Secure message exchange market opens up Healthcare providers using secure electronic messaging services will now be able to communicate more easily following the announcement of a collaborative agreement between three leading service providers. Global Health, HealthLink and DCA, which service the industry with the ReferralNet, HealthLink and Argus products respectively, have formed Secure Message eXchange (SMX) to open up secure messaging channels to each other’s customers. The three companies claim to service over 85 per cent of the current market. The arrangement will be similar to that which exists in the mobile phone industry, in which the company responsible for the outgoing communication pays a wholesale transaction charge to the organisation managing delivery to the end point. The collaboration is aimed at overcoming one of the main stumbling blocks to wider use of secure message exchange, as until now users could only send and receive messages from practitioners using the same product. The partners said the basis for the exchange is the

recently gazetted Secure Message Delivery (SMD) standard. Each vendor will focus on developing to the standard, which makes the technical integration easier. They plan to commence a controlled release within the next three months. HealthLink’s head of operations for Australia and New Zealand, Geoffrey Sayer, said a number of technical issues are being worked through before a general release, These include end to end messaging, ensuring payloads are harmonised, and defining the role of public key infrastructure (PKI) and the end point location service (ELS) so that the transition infrastructure is able to support the processes within the SMD specifications. Dr Sayer said messaging service providers would not have to do integration work with each separate clinical software vendor. “As long as one of the SMX partners is at each end of the transaction it will work, although I expect that we will all integrate with many in common,” he said. Current users of the electronic messaging services will not need to do anything different through their clinical software.

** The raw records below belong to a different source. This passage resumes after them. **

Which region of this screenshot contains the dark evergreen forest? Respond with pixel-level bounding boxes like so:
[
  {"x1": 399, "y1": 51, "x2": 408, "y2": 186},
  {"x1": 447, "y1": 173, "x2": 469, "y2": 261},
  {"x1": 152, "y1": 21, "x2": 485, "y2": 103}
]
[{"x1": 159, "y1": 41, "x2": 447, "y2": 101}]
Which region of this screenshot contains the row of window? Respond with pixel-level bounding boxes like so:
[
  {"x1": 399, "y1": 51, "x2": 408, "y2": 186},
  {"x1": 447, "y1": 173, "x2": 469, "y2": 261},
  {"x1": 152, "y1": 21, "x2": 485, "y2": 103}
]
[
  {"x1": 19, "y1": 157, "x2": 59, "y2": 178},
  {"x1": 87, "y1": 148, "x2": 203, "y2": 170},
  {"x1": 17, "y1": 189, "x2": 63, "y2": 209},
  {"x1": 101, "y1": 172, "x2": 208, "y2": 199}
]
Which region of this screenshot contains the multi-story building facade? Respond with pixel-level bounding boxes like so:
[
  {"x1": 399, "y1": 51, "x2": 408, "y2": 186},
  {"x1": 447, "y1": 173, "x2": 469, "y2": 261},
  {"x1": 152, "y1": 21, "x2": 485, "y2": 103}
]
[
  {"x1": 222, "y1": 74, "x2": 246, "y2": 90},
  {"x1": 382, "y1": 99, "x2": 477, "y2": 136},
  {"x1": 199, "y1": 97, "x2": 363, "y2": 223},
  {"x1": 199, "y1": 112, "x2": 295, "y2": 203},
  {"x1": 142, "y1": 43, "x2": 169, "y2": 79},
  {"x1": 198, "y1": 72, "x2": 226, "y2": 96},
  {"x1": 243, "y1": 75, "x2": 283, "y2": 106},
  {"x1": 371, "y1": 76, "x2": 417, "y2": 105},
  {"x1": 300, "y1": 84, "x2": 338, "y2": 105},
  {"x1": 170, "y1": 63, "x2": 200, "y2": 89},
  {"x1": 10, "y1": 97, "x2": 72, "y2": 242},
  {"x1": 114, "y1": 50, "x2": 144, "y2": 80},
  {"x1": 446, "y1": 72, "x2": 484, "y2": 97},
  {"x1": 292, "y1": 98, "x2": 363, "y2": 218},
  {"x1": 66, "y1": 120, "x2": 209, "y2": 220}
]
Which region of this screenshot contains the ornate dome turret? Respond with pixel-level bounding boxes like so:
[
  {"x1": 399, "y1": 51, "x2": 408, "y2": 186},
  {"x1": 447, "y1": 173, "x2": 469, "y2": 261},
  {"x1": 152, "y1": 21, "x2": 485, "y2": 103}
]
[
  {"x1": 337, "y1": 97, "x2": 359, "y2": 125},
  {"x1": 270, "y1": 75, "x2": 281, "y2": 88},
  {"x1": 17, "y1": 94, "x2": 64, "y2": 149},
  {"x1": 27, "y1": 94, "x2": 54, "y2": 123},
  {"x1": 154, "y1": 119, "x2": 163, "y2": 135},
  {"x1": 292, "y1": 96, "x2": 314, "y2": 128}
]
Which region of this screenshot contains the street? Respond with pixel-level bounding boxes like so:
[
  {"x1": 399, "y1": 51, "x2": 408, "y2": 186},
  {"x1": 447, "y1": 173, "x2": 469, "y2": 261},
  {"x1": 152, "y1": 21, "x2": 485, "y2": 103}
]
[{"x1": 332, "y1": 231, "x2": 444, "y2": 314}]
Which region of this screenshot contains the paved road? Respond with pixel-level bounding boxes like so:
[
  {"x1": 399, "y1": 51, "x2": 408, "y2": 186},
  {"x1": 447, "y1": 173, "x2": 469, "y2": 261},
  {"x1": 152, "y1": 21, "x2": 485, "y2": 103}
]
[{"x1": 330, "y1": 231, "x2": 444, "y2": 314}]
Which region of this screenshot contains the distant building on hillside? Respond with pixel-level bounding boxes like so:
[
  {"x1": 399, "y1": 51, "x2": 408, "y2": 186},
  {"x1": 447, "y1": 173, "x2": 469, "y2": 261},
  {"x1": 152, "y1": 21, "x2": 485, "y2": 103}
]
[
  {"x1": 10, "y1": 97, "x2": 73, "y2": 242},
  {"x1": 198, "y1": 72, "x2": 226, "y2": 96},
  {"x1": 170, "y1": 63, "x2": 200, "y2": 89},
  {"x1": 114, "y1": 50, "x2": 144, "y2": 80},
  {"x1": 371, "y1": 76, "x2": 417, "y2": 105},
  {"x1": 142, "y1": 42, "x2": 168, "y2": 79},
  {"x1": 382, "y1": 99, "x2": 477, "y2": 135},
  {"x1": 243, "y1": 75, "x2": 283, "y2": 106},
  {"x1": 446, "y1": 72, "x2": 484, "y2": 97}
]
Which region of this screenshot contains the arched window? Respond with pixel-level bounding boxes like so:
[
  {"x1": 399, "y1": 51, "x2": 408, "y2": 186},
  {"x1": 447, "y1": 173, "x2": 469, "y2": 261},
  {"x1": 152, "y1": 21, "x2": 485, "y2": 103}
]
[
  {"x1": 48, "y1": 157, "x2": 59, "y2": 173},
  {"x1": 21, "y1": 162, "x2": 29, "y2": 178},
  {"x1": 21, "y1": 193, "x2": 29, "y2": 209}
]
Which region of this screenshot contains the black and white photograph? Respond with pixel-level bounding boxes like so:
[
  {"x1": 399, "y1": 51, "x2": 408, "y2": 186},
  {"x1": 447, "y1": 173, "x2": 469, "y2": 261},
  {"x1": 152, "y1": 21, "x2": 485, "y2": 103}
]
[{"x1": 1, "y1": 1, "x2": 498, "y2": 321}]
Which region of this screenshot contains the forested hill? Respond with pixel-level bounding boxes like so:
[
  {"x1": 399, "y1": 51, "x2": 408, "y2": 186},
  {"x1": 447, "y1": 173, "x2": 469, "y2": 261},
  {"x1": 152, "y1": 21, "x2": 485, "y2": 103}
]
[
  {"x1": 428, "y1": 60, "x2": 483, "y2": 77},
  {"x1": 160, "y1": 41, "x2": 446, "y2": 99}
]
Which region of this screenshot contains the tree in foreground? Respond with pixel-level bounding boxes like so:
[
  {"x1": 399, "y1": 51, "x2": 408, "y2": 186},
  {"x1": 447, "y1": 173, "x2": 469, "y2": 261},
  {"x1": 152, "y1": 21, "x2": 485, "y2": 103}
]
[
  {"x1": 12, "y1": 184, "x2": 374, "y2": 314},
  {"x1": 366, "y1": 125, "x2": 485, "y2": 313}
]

“Nothing is different,” Dr Sayer said. “That is part of the benefit.” As each service has its own user directory, allowing specialists for instance to send letters to GPs also using the service, work will be done to relate each directory to each other and through the ELS. “Each organisation will still maintain their own until a national directory is really available,” he said. Membership of the SMX will be open to other software companies that have systems based on the SMD specification, are prepared to provide service levels of support, work on delivering sustainable approaches around infrastructure and only exchange messages based on agreed standards. Andrew McIntyre, managing director of the MedicalObjects secure messaging system, said he would consider taking part in a network only when the right infrastructure was in place. “From what I gather, this is a management-level agreement, and the devil is in the technical details, which have not been worked out,” Dr McIntyre said. “We will join a network when the infrastructure like NASH and ELS and payload compliance makes this a safe reality. At the moment it’s not.”